Und ich kann von mir behaupten, dass ich eigentlich schon etwas bewandert in der Sache bin. und auch Grundkenntnisse in Linux habe.

- Was zahlst du denn aktuell bei deinem bekannten?
- Der MC Server nutzt ja nur einen Kern und TS3 verbraucht gleich mal gar nix.
- Wie viele Leute spielen dann maximal auf dem aktuellen Server?
- Lohnt sich das überhaupt?
- Willst du diese Kosten denn als SCHÜLER echt alle alleine stemmen?
- Denkst du wirklich, dass du in absehbarer zeit einen MC Server für 100 Slots brauchst?!?!das ist schon ne richtige Hausnummer! da kommen aktuell ganz große MC Server nur ran.


----------



## 98romi (23. September 2014)

Könnte dieser Link meine "Rettung" sein??
https://forum.netcup.de/administrat...m-server/6259-windows-7-auf-kvm-installieren/

Edit:
Es zahlen 4 Leute:
Ich
2 Freunde
Mein Vater


----------



## BenRo (23. September 2014)

Was Images/Installationsoptionen angeht: Ruf bei Netcup an und frag. Die Hotline ist kostenlos und kam mir bisher sehr kompetent vor. Wenn du nicht anrufen willst, gibt es einige Foren von Netcup:
Gameserver-Forum:
https://forum.netcup.de/administration-eines-server-vserver/gameserver-vserver/
Fragen vor dem Kauf-Forum:
https://forum.netcup.de/netcup-intern/fragen-vor-dem-kauf/
Edit: Das schrieb ich, bevor ich den Beitrag von dir (über diesem) las.

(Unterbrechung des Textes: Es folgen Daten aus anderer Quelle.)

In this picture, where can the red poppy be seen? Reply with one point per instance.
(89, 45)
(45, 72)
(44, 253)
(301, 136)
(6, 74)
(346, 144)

Welches Linuxsystem es ist, sollte egal sein. Ich persönlich komme am Besten mit Debian und Debian-basierten Linuxdistributionen zurecht, das ist wie bei so vielem Geschmackssache. Hilfreich ist, eines zu wählen, das eine große Userbasis und somit guten Support (Wikis, Foren, usw.) hat.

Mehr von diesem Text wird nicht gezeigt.